In America’s endless debate about gun rights versus public safety, there should be no disputing the hard facts in a new report
on gunshot fatalities showing that at least 722 nonself-defense deaths
since 2007 were attributable to individuals with legal permits to carry
concealed weapons. Concealed carry by citizens has been a soaring
phenomenon as states liberalize laws in the name of lowering crime that
allow more permits and easier gun access in public places, even schools,
churches and restaurants.
There
is no central tally of the effects, with states often barring release
of concealed-carry data and Congress hewing to the gun lobby’s
opposition to research on guns’ effects on public health. But a
methodical gleaning of eight years of news accounts by the Violence
Policy Center, a gun safety group, found that in research involving 722
deaths in 544 concealed-carry shootings in 36 states and the District of
Columbia, only 16 cases were eventually ruled lawful self-defense —
even though this has been a major gun rights selling point for the new
laws.
More
gravely, the study found that the fatalities included 17 law
enforcement officers shot by people with legal permits along with 705
slain civilians.

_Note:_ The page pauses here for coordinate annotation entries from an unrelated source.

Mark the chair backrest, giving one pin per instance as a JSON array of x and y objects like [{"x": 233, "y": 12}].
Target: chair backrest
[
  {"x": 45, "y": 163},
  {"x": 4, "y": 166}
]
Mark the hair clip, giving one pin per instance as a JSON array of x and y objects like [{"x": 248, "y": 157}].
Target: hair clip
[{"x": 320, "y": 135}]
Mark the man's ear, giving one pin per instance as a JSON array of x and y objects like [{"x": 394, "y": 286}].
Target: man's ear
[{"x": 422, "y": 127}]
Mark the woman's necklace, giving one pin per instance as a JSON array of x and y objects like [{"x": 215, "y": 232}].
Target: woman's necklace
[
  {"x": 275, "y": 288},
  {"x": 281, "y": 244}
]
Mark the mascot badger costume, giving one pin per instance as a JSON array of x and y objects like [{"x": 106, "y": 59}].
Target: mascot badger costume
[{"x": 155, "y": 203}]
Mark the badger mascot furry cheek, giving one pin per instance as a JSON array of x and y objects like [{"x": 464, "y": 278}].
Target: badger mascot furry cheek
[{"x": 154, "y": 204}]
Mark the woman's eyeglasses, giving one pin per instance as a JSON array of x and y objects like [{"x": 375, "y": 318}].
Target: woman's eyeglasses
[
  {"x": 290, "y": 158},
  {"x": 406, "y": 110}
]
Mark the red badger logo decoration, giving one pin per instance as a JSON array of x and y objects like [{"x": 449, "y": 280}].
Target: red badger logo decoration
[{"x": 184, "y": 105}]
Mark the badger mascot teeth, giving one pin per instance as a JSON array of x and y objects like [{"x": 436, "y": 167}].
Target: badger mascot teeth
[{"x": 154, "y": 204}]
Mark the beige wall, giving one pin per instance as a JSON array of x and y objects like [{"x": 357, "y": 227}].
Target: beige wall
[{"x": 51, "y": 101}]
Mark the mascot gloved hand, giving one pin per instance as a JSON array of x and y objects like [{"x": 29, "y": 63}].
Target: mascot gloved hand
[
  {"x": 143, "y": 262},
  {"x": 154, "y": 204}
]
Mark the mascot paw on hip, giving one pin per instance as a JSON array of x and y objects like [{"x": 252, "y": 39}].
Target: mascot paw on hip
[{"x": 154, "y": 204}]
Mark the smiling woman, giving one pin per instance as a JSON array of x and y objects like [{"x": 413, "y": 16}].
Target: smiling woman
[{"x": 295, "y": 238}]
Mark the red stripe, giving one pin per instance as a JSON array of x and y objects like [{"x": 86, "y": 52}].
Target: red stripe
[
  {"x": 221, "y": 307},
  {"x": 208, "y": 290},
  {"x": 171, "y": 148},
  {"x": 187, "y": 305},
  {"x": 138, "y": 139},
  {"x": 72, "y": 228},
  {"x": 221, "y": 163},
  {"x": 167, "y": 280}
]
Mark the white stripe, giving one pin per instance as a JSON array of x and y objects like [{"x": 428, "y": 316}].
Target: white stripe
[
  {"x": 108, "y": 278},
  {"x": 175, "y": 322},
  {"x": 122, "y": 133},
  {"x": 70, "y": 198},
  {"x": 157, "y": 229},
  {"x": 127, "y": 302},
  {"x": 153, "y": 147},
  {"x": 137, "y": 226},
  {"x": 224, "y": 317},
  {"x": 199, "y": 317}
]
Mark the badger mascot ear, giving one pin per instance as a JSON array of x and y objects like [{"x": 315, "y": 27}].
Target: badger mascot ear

There were 28 mass shootings (involving three or more
victims) in which 136 people were killed — even though concealed carry
has also been sold as a defense against massacres like the one in
Newtown, Conn.
In
studying the 544 shootings, the center found 177 cases where people
with gun licenses were ultimately convicted of crimes, including
homicides, and 218 cases where the permit holder used the gun to commit
suicide. There were 44 total lives taken by licensed individuals who
first murdered others, then committed suicide.